MHM Cisco World · ‎08-29-2024

Friend

Icmp is pass through data plane so it not effect cpu of ISP router

Traceroute must process by cpu to send back to you icmp ttl exceed, this punt to cpu ISP prevent it and sure it use some policy to slow down or totally prevent traceroute

If you have issue with voice use IP sla udp jitter

MHM

Joseph W. Doherty · ‎08-29-2024

Unfortunately, without the ISP telling you what their actual resolution was you're left with suppositions.

What was important you identified some real issue that your ISP corrected.

Alek5942 · ‎08-28-2024

@Giuseppe Larosa @Flavio Miranda Thank you for you reply. But in my case, traceroute really indicated issue inside ISP. Users were complaining regarding Teams voice issues and general slowness. We opened ticket with ISP and after some time issue was resolved and traceroute become normal. I agree, that traceroute can show higher latency that ping, but it should not be such high. Below is traceroute results after issue inside ISP was resolved (IPs are changed):

CoreSwitch#traceroute 8.8.8.8 numeric
Type escape sequence to abort.
Tracing the route to 8.8.8.8
VRF info: (vrf in name/id, vrf out name/id)
1 192.21.17.225 0 msec 0 msec 0 msec
2 7.19.29.217 0 msec 1 msec 1 msec
3 3.72.12.251 1 msec 1 msec 1 msec
4 * * *
5 12.14.11.18 4 msec 5 msec
12.14.11.20 5 msec
6 17.29.3.75 11 msec 8 msec
18.72.6.162 6 msec
7 17.29.3.1 37 msec 11 msec
17.29.3.4 9 msec
8 * *
17.29.4.21 9 msec
9 8.8.8.8 7 msec 8 msec 13 msec

So, latency is normal.

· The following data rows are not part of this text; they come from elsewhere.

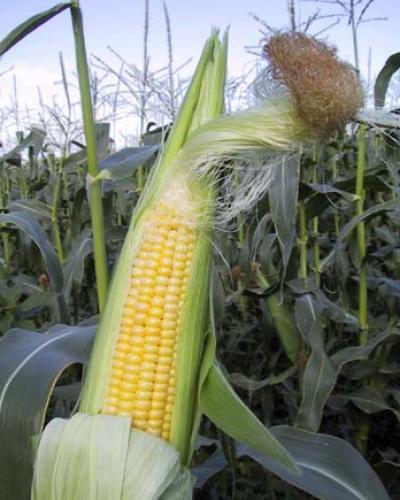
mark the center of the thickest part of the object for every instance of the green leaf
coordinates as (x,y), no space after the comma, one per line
(124,162)
(320,374)
(30,365)
(74,265)
(368,214)
(383,79)
(35,139)
(35,208)
(34,231)
(283,194)
(223,407)
(99,457)
(240,380)
(330,468)
(30,25)
(368,399)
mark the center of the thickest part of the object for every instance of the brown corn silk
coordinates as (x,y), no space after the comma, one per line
(326,91)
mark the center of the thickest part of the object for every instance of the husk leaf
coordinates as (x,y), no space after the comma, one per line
(101,458)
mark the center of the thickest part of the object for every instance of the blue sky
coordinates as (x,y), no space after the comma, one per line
(119,24)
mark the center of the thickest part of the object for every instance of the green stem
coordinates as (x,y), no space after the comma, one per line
(336,220)
(95,191)
(4,234)
(362,434)
(361,243)
(54,216)
(315,228)
(303,239)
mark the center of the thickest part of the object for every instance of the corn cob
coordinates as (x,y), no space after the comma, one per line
(142,380)
(153,365)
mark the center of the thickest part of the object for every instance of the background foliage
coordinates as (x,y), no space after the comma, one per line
(306,290)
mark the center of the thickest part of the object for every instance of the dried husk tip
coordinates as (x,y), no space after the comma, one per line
(326,91)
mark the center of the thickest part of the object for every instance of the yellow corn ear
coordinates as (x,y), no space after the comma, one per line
(142,379)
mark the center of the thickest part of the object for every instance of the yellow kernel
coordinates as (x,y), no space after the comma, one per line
(149,273)
(138,330)
(167,261)
(156,431)
(181,248)
(119,361)
(177,273)
(166,351)
(143,395)
(175,281)
(143,405)
(165,360)
(137,341)
(161,280)
(168,342)
(148,366)
(170,306)
(168,333)
(124,337)
(160,291)
(122,348)
(140,318)
(132,369)
(128,386)
(159,396)
(147,281)
(113,391)
(147,376)
(144,387)
(126,404)
(117,372)
(140,424)
(128,311)
(150,348)
(127,321)
(155,414)
(179,265)
(153,321)
(162,377)
(173,290)
(158,404)
(130,377)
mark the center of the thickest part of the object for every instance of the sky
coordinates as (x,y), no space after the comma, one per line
(119,24)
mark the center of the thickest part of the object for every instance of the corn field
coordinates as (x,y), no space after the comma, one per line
(252,260)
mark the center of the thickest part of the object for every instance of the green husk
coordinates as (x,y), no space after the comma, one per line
(197,107)
(198,145)
(101,458)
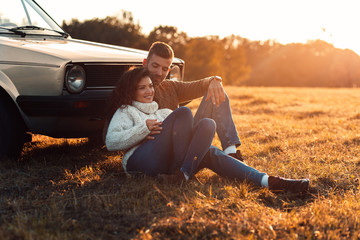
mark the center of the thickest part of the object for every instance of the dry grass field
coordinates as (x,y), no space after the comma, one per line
(66,189)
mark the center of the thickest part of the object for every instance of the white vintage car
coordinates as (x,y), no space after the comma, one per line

It proves that there were issue. My question is, why ping was normal while there were real issues and traceroute had very high latency? Why ping also didn't have latency? Also, it's very important to mention that when I did traceroute from Edge Router, traceroute was normal. Edge Router has different public IP than Core switch, traffic from Core switch goes via Firewall and then Firewall does NAT to public IP. Both public IPs on Edge Router and Firewall are from the same ip range. I think, maybe ISP core network has some load sharing / load balancing based on protocol and source IP and that's why traceroute from Router and ping from Core switch were ok, but traceroute from Core had a big latency and users behind core switch which were using udp and tcp protocols were affected. I don't have any other explanation. What do you think?

MHM Cisco World · ‎08-28-2024

Traceroute become normal and voice?

MHM

Flavio Miranda · ‎08-28-2024

I believe you are right.